Com o crescimento preocupante no número de casos e a expressão da subnotificação, especialistas e autoridades enfatizaram a necessidade urgente de ações integradas. O vereador Thiago Titó manifestou sua indignação, ressaltando a importância de ampliar as ações educativas nas escolas para prevenir e identificar esses crimes.
Aprofundando no Problema da Subnotificação
A chefe da Vigilância em Saúde, Viviane Ambrósio, apresentou dados que demonstram a gravidade da situação. Durante 2020 e 2021, em um cenário de isolamento social, apenas 14 casos por ano foram notificados, um número considerado irreal frente à realidade do problema. Em 2024, 65 casos foram registrados, e até maio de 2025, já são 31 casos, o que indica um aumento significativo.
Desafios no Combate à Violência
A delegada Camila Batista Alves destacou que o combate à violência sexual contra crianças e adolescentes é dificultado pela subnotificação, causada pelo medo e dependência das vítimas em relação aos agressores. Ela enfatizou que a rede de proteção é insuficiente e fragmentada.
Dados Nacionais
Em 2023, foram registrados 74 mil casos de estupro no Brasil, sendo 61% das vítimas menores de 13 anos. Apenas 10% dos casos são reportados às autoridades. Em Minas Gerais, 6.452 casos foram registrados, agravando a preocupação.
Impactos Emocionais e Recursos Disponíveis
A representante da Saúde Mental, Eliana Bicalho, mencionou o impacto emocional duradouro da violência, com 40% dos atendimentos do CAPS Infantojuvenil relacionados a abusos.

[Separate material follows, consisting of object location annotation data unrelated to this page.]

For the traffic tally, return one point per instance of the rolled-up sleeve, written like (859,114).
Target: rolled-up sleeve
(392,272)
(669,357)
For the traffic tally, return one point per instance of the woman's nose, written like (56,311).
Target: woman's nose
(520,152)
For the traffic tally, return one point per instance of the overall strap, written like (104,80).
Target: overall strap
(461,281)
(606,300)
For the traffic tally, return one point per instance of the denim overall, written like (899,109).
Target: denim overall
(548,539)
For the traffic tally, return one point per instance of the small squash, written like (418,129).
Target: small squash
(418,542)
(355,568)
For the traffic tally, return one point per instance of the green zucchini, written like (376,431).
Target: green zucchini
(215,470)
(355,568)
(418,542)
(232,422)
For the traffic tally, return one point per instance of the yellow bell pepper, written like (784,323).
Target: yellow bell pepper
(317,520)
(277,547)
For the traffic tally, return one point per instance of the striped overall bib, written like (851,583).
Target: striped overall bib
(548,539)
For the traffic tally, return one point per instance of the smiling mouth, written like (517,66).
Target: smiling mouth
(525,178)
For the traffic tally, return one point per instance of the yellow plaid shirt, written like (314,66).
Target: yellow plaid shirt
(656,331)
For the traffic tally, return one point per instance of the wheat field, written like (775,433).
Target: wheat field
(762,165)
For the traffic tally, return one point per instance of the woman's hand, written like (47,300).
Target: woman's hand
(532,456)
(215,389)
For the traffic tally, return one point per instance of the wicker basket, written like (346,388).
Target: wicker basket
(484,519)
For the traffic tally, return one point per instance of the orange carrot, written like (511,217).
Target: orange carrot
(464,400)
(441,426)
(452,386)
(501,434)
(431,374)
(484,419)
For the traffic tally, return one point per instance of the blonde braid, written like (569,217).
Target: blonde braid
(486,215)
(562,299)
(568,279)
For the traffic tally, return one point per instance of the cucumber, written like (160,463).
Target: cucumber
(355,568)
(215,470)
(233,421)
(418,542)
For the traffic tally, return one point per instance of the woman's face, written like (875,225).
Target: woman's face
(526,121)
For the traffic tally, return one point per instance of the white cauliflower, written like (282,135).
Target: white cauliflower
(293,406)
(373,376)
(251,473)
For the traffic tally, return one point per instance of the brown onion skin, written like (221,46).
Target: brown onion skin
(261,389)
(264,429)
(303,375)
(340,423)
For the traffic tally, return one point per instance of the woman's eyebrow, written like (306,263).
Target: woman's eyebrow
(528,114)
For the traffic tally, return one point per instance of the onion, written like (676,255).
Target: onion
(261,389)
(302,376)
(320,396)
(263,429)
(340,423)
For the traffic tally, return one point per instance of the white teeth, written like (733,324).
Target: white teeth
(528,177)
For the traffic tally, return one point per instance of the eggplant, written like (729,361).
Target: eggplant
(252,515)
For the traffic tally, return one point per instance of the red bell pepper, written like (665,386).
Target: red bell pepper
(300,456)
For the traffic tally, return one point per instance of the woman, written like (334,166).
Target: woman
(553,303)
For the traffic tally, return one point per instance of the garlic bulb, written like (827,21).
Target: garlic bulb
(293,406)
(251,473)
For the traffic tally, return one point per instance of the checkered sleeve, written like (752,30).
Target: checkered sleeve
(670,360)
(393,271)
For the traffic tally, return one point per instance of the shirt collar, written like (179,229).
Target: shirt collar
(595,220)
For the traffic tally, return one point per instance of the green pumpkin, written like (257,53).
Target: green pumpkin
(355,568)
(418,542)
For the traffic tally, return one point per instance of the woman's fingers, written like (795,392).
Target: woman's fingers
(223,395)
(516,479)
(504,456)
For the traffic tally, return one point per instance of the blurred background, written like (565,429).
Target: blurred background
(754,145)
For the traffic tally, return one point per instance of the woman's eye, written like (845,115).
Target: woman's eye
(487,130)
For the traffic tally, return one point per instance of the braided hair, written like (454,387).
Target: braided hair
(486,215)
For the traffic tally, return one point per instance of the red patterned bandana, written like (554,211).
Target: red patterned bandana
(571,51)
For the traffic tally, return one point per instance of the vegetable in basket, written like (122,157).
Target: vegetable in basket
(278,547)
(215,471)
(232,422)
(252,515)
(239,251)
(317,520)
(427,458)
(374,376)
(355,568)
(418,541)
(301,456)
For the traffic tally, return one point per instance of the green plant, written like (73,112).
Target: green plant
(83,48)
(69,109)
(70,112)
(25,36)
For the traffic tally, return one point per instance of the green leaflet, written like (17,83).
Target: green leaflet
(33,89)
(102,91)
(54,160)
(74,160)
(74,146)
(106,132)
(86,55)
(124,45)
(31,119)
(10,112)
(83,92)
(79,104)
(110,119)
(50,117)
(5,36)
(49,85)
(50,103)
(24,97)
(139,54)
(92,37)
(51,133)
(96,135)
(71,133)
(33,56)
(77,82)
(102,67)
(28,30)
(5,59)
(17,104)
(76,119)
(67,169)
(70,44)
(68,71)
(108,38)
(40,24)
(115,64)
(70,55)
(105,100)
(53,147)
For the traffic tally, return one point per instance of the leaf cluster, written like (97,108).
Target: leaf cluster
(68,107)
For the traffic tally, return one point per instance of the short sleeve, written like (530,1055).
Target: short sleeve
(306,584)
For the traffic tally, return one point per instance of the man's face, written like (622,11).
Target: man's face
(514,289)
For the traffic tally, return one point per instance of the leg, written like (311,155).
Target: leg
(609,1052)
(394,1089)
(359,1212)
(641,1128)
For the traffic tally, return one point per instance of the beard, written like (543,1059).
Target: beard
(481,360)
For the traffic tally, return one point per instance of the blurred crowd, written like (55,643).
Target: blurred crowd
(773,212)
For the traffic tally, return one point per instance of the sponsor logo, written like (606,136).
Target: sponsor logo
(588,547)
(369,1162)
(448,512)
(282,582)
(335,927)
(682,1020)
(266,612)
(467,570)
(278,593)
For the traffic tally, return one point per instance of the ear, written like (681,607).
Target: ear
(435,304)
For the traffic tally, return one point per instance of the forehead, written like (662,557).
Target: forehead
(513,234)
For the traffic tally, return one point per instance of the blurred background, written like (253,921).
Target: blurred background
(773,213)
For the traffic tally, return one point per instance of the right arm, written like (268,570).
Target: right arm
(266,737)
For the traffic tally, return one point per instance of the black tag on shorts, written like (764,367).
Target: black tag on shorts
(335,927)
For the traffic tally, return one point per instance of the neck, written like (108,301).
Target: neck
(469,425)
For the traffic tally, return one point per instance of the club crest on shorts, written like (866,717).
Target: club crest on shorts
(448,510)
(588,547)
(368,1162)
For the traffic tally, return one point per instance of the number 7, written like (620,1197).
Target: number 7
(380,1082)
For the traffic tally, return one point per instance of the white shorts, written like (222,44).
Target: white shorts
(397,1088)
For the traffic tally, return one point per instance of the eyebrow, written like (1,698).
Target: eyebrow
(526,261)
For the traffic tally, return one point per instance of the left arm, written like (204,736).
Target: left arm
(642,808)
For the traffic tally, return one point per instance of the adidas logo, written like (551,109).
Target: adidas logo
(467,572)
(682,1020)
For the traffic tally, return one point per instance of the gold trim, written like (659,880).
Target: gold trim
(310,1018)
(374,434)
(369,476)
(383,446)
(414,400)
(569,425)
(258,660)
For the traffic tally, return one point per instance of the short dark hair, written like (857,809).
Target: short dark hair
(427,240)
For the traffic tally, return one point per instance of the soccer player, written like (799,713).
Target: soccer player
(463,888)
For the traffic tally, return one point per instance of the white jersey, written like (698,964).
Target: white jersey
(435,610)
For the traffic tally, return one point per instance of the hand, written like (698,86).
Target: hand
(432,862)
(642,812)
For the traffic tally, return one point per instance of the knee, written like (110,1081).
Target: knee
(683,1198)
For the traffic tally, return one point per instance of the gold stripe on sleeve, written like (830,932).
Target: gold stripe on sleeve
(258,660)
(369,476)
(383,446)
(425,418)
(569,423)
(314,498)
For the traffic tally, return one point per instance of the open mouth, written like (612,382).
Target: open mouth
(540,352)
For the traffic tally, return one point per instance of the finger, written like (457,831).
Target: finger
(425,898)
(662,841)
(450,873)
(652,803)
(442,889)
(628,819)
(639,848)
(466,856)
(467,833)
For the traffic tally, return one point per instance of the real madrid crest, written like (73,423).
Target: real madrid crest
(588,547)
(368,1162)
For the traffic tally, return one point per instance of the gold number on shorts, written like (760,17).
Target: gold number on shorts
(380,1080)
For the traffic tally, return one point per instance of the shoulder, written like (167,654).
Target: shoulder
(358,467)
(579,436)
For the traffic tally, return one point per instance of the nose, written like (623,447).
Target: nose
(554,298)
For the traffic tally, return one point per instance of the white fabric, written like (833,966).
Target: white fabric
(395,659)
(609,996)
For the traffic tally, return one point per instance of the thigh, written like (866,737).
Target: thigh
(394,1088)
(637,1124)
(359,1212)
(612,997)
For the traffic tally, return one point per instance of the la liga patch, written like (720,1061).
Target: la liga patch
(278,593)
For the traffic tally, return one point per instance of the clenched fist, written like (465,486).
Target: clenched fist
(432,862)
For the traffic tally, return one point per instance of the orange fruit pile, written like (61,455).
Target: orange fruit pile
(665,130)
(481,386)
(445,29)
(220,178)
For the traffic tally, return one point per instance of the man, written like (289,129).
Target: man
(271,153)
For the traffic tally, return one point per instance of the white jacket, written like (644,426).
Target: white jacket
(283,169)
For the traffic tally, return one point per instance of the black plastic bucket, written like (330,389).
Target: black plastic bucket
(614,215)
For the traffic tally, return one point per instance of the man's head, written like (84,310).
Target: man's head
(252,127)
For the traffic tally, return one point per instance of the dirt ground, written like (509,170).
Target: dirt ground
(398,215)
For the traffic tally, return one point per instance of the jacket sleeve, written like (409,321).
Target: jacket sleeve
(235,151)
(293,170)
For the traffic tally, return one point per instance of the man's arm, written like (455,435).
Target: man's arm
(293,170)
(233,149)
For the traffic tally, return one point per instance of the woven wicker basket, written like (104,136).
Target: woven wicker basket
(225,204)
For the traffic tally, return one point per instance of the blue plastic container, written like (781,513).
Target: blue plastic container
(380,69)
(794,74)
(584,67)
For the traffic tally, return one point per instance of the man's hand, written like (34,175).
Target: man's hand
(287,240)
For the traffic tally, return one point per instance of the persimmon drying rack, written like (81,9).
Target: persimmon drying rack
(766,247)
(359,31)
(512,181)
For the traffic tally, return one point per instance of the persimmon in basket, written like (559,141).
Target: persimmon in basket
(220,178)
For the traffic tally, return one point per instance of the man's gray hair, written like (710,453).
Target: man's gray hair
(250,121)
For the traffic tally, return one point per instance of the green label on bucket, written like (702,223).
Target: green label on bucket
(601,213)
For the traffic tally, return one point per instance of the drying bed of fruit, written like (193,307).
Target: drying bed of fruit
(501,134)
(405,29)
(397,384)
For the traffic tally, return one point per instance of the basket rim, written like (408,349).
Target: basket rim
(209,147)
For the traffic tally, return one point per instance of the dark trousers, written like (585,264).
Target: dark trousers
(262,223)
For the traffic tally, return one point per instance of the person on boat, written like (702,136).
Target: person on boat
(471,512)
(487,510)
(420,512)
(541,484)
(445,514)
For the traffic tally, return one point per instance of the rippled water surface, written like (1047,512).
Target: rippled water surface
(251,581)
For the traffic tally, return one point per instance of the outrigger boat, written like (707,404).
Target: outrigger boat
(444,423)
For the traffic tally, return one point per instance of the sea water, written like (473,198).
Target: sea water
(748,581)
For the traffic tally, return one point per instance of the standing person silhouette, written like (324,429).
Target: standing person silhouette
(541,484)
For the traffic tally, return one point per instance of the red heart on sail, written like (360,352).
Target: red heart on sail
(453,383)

A Secretária de Educação, Alda Fernandes, também discutiu esforços preventivos nas escolas.
Encaminhamentos e Propostas
No encerramento da audiência, o vereador Bruno Cabeção propôs a criação de uma sala de acolhimento na Delegacia de Proteção, adequação do espaço no Hospital Margarida, fortalecimento da Rede de Proteção, e ampliação da divulgação dos canais de denúncia como o Disque 100 e 181.
É necessário um esforço conjunto para romper o ciclo do silêncio e impunidade. A proteção de nossas crianças deve ser prioridade.